Kemudian pada Ayat 4 berbunyi; Dalam hal calon Presiden dan Calon Wakil Presiden terpilih berhalangan tetap sebelum dilantik menjadi Presiden dan Wakil Presiden maka Majelis Permusyawaratan Rakyat (MPR) menyelenggarakan sidang untuk memilih Presiden dan Wakil Presiden dari dua Pasangan Calon yang diusulkan oleh partai politik atau gabungan partai politik yang Pasangan Calonnnya meraih suara terbanyak pertama dan kedua.
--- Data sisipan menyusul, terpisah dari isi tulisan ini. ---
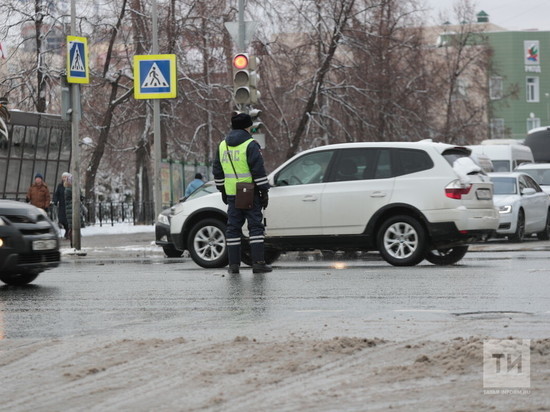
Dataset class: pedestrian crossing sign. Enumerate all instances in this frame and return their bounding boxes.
[134,54,177,99]
[67,36,90,83]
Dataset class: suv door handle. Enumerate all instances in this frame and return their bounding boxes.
[302,195,319,202]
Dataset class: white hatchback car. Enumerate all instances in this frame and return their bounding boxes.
[489,172,550,242]
[170,141,499,267]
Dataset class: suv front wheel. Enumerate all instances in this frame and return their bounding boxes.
[187,219,227,268]
[377,215,426,266]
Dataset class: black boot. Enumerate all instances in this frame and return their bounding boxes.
[252,262,273,273]
[227,265,239,275]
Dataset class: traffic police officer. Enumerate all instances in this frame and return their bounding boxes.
[212,113,272,274]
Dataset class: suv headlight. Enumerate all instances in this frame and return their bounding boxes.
[498,205,512,214]
[157,213,170,225]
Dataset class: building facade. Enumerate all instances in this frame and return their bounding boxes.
[485,31,550,139]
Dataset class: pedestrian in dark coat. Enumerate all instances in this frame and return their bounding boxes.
[53,172,69,239]
[27,173,51,211]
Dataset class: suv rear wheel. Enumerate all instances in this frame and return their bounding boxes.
[377,215,426,266]
[426,246,468,266]
[508,209,525,242]
[0,272,40,286]
[187,219,227,268]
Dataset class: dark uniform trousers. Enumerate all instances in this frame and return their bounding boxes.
[226,193,264,265]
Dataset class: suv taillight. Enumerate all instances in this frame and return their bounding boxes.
[445,185,472,199]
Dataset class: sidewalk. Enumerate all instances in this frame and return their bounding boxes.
[61,225,550,259]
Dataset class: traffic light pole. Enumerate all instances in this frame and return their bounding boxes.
[237,0,246,52]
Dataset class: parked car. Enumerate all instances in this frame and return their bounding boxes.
[515,163,550,194]
[468,139,535,172]
[170,141,498,267]
[489,172,550,242]
[155,181,217,257]
[0,200,61,285]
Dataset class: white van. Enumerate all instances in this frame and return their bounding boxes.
[467,139,535,172]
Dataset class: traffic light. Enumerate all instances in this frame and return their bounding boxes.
[233,53,260,104]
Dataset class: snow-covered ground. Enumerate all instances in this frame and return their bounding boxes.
[81,223,155,236]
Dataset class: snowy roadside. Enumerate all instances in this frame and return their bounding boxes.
[0,336,550,412]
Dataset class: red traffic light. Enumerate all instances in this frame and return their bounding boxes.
[233,54,248,70]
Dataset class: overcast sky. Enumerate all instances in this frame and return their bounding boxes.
[424,0,550,30]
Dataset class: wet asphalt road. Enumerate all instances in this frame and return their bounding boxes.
[0,251,550,339]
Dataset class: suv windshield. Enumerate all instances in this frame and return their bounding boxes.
[521,168,550,185]
[491,177,517,195]
[185,182,216,201]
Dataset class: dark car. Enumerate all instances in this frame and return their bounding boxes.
[0,200,61,285]
[155,181,217,257]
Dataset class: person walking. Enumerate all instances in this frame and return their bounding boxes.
[53,172,69,239]
[185,173,204,197]
[26,173,51,212]
[63,173,73,247]
[212,113,272,274]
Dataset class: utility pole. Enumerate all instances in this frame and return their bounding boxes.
[153,0,162,219]
[237,0,246,52]
[71,0,81,250]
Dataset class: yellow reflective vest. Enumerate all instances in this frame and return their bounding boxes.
[219,139,254,196]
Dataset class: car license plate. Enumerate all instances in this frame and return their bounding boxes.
[476,189,492,200]
[32,239,57,250]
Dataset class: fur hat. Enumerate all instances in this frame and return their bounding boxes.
[231,113,252,129]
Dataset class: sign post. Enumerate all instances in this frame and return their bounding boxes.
[67,8,90,250]
[134,54,177,218]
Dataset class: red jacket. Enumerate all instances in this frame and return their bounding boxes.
[27,183,51,210]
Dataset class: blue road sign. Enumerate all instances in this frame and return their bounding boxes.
[67,36,90,83]
[134,54,177,99]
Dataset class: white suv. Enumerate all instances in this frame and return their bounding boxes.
[170,141,499,268]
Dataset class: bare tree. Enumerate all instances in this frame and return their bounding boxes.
[0,0,64,113]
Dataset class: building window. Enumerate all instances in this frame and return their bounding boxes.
[489,77,502,100]
[527,117,540,131]
[491,119,504,139]
[527,77,539,103]
[453,77,468,99]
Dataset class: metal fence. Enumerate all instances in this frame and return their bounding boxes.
[48,202,156,227]
[82,202,156,226]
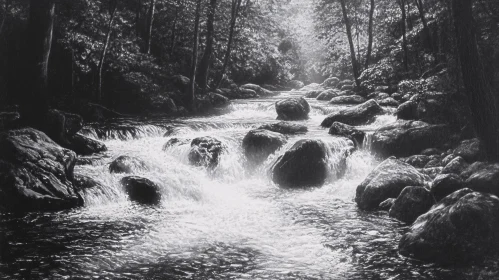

Lalu bagaimana dengan kabar Jokowi meminta pelantikannya dipercapat sehari, dari 20 Oktober yang diagendakan KPU RI, menjadi 19 Oktober 2019? Margarito justru mempertanyakan dasar hukum percepatan itu. Sebab, jadwal yang ditetapkan penyelenggara Pemilu sudah sesuai aturan.
“Memang masa jabatan itu dari sisi hukum tata negara tidak boleh kurang satu menit, tidak boleh juga lewat satu menit. Tidak ada dasar untuk mempercepat atau memperlambat, Ini sudah sesuai aturan,” tandas Margarito.